RAM: Problem dependent (based on size of input)

Classification: 1.3, 2.2, 20.2.

Nature of problem:

Calculation of spectral signals by postprocessing hydrodynamics simulations. Analysis of experimental spectroscopic data to infer plasma temperature and density conditions, and its chemical composition. Simultaneous treatment of spatial non-uniformity (on 3D unstructured meshes) along with spectroscopic-quality radiation transport.

Solution method:

Rays are cast across a 3D unstructured mesh that characterizes local temperature, density, and chemical composition of the material. Analytic solution to the 1D (along the ray) steady-state, local radiation transport equation is repeatedly used to gradually build a synthetic spectrum for each ray.

Restrictions:

Steady-state approximation of the radiation transport equation is used. Scattering as a radiation source is not included.
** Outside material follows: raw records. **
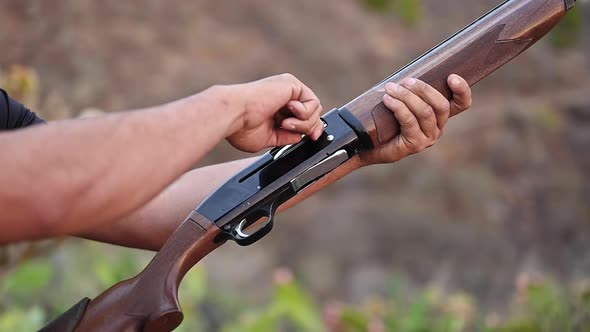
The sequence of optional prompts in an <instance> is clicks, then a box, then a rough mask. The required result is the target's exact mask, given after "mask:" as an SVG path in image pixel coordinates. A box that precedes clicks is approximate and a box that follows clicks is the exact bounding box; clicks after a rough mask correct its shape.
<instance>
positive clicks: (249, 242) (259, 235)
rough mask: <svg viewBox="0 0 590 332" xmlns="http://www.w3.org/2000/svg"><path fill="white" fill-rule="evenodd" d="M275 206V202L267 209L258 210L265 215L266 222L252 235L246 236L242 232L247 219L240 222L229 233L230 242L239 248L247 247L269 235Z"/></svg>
mask: <svg viewBox="0 0 590 332" xmlns="http://www.w3.org/2000/svg"><path fill="white" fill-rule="evenodd" d="M275 205H276V204H275V202H272V203H271V204H269V205H268V207H267V208H265V209H261V210H259V211H262V212H263V213H264V214H265V215H266V217H267V218H268V220H267V221H266V222H265V223H264V225H262V226H261V227H260V228H259V229H258V230H257V231H255V232H254V233H252V234H246V233H244V231H243V230H244V226H246V227H248V226H249V225H248V224H247V219H248V218H244V219H243V220H242V221H240V223H239V224H238V225H237V226H236V227H235V228H234V229H233V231H232V232H231V238H232V240H234V242H236V243H237V244H238V245H240V246H249V245H251V244H254V243H255V242H257V241H258V240H260V239H262V238H263V237H264V236H266V235H267V234H268V233H270V231H271V230H272V228H273V226H274V216H275V212H276V207H275Z"/></svg>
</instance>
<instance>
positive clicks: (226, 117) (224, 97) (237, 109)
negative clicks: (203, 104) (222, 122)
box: [197, 85, 245, 138]
mask: <svg viewBox="0 0 590 332" xmlns="http://www.w3.org/2000/svg"><path fill="white" fill-rule="evenodd" d="M237 90H238V91H239V89H237ZM236 92H237V91H236V89H235V86H234V85H213V86H211V87H210V88H208V89H206V90H204V91H203V92H201V93H199V94H198V95H197V96H200V97H202V98H200V99H201V100H202V101H203V103H204V105H206V107H207V108H214V109H215V110H216V113H217V114H218V119H219V120H220V121H223V122H225V124H226V126H225V127H226V128H225V134H224V138H227V137H228V136H231V135H232V134H233V133H235V132H236V131H238V130H240V129H241V128H243V127H244V118H245V110H244V107H240V102H239V100H240V98H241V97H240V96H239V95H237V93H236ZM224 120H225V121H224Z"/></svg>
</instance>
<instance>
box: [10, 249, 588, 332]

Given plasma conditions are considered fixed; potential feedback of computed radiation back into plasma temperature and equation-of-state is neglected. Doppler shifts are not modeled at this time. The quality of the computed results critically depends on the accuracy of external atomic databases used as input by FESTR. Polygon objects are assumed to be convex at present.

Running time:

Problem dependent (based on size of input)—the suite of 1190 enclosed unit tests runs in less than a minute on most tested platforms.